Dans un arrêt qui reçoit les honneurs de la publication au bulletin, la Chambre commerciale de la Cour de cassation a tranché : même le liquidateur judiciaire doit appliquer la clause d’agrément d’un bail commercial.


Source : Cour de cassation, civile, Chambre commerciale, 19 avril 2023, 21-20.655, Publié au bulletin.

A l’origine de ce contentieux, une SCI consent un bail commercial à une société, qui se retrouve peu après, placée en redressement judiciaire, transformé ensuite en liquidation judiciaire.

La clause d’agrément doit être respectée par le liquidateur judiciaire, lors de la cession d’un bail commercial, peu importe les circonstances : que la cession soit isolée (bail seulement) ou incluse dans la cession globale du fonds de commerce.

Quelques semaines plus tard, la bailleresse réagit à ces procédures collectives. Elle :

  • délivre au liquidateur judiciaire précédemment nommé, un commandement de payer les loyers postérieurs au jugement d’ouverture,
  • et sollicite par requête, résiliation du bail.

Dès le lendemain, et au visa de l’article L642-19 du Code de commerce, le liquidateur judiciaire saisit le juge commissaire aux fins de faire autoriser la cession de gré à gré du fonds de commerce, lequel inclus obligatoirement le bail commercial.

L’ordonnance rendue par le juge commissaire, en dépit de l’opposition formulée par la bailleresse, autorise ladite cession au profit d’une troisième société.
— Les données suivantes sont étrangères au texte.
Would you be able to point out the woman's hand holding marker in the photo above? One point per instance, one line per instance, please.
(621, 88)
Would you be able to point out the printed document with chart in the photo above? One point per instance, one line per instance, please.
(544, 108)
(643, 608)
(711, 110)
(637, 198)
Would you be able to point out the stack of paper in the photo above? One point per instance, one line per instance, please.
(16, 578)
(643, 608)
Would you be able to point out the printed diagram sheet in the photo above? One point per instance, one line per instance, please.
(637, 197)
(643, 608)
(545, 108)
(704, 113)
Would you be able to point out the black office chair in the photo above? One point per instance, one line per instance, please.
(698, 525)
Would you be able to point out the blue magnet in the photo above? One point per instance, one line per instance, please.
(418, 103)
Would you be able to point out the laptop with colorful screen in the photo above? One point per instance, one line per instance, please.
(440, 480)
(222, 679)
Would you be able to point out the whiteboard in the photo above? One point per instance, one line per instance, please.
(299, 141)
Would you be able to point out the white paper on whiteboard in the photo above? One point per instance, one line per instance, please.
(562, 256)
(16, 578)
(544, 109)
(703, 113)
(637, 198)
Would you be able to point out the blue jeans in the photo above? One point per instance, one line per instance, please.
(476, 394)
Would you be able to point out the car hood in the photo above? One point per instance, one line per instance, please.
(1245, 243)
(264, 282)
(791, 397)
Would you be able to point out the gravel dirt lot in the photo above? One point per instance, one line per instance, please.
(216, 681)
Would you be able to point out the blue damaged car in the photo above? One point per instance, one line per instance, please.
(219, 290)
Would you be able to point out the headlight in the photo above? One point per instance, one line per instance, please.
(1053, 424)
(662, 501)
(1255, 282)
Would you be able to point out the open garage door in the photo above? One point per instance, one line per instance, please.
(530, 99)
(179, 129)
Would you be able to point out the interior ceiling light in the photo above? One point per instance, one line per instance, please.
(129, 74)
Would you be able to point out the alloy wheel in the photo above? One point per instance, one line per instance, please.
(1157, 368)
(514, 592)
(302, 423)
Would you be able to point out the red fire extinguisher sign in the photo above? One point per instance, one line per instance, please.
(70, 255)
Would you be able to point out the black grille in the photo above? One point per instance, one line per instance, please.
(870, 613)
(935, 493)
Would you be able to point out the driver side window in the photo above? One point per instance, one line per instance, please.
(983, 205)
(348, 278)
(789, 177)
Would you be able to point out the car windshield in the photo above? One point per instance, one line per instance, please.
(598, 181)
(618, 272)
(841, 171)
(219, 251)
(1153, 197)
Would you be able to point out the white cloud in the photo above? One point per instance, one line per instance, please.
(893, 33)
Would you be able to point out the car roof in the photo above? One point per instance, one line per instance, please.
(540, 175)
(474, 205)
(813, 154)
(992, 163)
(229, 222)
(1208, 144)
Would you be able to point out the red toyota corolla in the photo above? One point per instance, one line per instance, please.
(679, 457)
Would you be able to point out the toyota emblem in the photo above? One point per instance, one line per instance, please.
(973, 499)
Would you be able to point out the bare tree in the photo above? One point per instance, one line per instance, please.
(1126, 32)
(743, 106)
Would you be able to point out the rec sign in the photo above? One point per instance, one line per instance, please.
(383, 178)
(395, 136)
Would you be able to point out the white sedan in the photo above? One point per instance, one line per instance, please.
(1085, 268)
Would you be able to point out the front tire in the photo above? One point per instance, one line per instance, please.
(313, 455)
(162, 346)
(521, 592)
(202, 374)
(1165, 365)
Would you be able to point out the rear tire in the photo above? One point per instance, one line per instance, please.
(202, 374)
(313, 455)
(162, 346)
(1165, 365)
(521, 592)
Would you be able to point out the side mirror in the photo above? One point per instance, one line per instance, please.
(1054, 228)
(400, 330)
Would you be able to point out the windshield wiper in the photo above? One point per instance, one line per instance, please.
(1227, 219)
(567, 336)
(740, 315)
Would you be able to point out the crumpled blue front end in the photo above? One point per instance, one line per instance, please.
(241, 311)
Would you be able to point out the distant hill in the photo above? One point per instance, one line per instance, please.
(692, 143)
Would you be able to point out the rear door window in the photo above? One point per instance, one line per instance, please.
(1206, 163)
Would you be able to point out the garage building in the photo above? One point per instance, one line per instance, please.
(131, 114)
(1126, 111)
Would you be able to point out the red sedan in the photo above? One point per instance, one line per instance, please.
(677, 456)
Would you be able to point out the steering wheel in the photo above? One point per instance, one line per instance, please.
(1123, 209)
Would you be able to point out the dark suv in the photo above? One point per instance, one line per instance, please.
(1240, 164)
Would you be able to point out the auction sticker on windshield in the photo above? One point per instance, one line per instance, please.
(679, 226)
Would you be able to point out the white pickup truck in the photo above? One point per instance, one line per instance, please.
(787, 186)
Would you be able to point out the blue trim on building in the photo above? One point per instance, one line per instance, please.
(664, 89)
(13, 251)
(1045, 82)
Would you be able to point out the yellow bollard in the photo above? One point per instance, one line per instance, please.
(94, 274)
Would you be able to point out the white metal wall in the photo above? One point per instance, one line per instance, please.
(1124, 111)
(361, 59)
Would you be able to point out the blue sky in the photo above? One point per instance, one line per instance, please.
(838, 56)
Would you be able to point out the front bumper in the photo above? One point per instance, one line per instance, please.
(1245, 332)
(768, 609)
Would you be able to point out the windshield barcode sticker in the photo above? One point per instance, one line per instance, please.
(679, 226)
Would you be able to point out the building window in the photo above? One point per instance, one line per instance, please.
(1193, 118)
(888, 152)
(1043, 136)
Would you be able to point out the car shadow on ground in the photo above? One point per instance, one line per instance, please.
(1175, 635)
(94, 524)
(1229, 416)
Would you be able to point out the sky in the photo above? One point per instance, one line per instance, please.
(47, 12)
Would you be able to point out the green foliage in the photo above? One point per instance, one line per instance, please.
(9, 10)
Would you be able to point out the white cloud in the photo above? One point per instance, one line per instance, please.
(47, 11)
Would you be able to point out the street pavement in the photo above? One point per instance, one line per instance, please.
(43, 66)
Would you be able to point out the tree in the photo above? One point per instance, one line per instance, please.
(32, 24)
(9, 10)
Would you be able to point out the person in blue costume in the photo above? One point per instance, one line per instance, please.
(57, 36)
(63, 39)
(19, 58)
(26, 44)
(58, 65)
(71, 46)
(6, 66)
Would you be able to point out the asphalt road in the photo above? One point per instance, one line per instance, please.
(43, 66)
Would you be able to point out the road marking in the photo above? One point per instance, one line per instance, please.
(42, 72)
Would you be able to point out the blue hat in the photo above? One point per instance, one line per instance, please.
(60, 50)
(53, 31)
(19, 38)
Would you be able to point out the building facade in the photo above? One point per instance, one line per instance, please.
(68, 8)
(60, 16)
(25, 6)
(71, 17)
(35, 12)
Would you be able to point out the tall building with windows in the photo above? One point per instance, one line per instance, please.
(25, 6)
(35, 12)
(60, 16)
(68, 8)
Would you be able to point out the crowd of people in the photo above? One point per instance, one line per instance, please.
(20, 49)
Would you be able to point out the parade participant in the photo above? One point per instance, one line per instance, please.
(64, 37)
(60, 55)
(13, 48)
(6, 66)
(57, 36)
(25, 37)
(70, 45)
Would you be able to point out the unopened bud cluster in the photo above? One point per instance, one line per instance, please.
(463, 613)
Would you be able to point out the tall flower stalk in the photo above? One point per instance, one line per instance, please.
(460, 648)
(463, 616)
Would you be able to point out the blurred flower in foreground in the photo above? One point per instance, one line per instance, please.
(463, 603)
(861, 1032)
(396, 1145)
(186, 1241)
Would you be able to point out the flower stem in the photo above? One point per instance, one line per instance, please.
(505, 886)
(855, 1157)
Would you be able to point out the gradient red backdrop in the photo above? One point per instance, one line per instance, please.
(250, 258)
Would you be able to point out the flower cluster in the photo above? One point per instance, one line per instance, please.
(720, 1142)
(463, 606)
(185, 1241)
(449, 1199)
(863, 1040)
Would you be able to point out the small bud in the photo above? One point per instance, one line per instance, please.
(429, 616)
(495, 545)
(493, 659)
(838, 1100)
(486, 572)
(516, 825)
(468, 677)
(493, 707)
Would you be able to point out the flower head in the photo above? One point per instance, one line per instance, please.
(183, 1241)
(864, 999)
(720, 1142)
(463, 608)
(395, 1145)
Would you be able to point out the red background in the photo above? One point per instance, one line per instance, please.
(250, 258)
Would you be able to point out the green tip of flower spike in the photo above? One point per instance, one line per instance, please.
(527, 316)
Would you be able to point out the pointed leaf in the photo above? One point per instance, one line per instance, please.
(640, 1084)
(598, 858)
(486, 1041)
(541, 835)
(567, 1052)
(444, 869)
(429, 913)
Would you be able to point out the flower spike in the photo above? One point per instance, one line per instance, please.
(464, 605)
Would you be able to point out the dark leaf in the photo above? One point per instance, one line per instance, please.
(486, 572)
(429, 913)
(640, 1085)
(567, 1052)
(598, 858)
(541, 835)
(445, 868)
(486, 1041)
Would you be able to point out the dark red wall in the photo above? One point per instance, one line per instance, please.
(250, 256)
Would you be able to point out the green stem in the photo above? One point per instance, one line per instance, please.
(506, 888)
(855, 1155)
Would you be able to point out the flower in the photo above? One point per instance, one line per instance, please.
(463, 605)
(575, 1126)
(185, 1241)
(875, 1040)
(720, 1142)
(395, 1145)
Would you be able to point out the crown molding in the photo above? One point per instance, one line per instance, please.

La bailleresse interjette appel.

Les juges du fond ont considéré, pour confirmer l’ordonnance rendue par leur confrère, que la clause d’agrément incluse dans le bail commercial « pour toute cession de bail » ne s’appliquait pas en cas de cession du fonds de commerce. La bailleresse se pourvoit en cassation.

Les juges du Quai de l’Horloge censurent leurs collègues du fonds en ces termes :

« 11. Il résulte (…) qu’en cas de liquidation judiciaire, la cession du droit au bail, seule ou même incluse dans celle du fonds de commerce, autorisée par le juge-commissaire, se fait aux conditions prévues par le contrat à la date du jugement d’ouverture, à l’exception de la clause imposant au cédant des obligations solidaires avec le cessionnaire. En conséquence, le bailleur est fondé à se prévaloir de la clause du bail prévoyant l’agrément du cessionnaire par le bailleur ».

Toutes les clauses du bail commercial doivent donc s’appliquer, à une seule exception, celle relative à la solidarité du cédant avec le cessionnaire.

En conséquence, lorsque le liquidateur désigné envisage une cession du fonds de commerce au cours de la procédure collective, il est tenu de se conformer aux clauses du bail commercial, et notamment à celle prévoyant l’agrément du cessionnaire par le bailleur, lequel conserve donc toute sa place même en cas de liquidation judiciaire.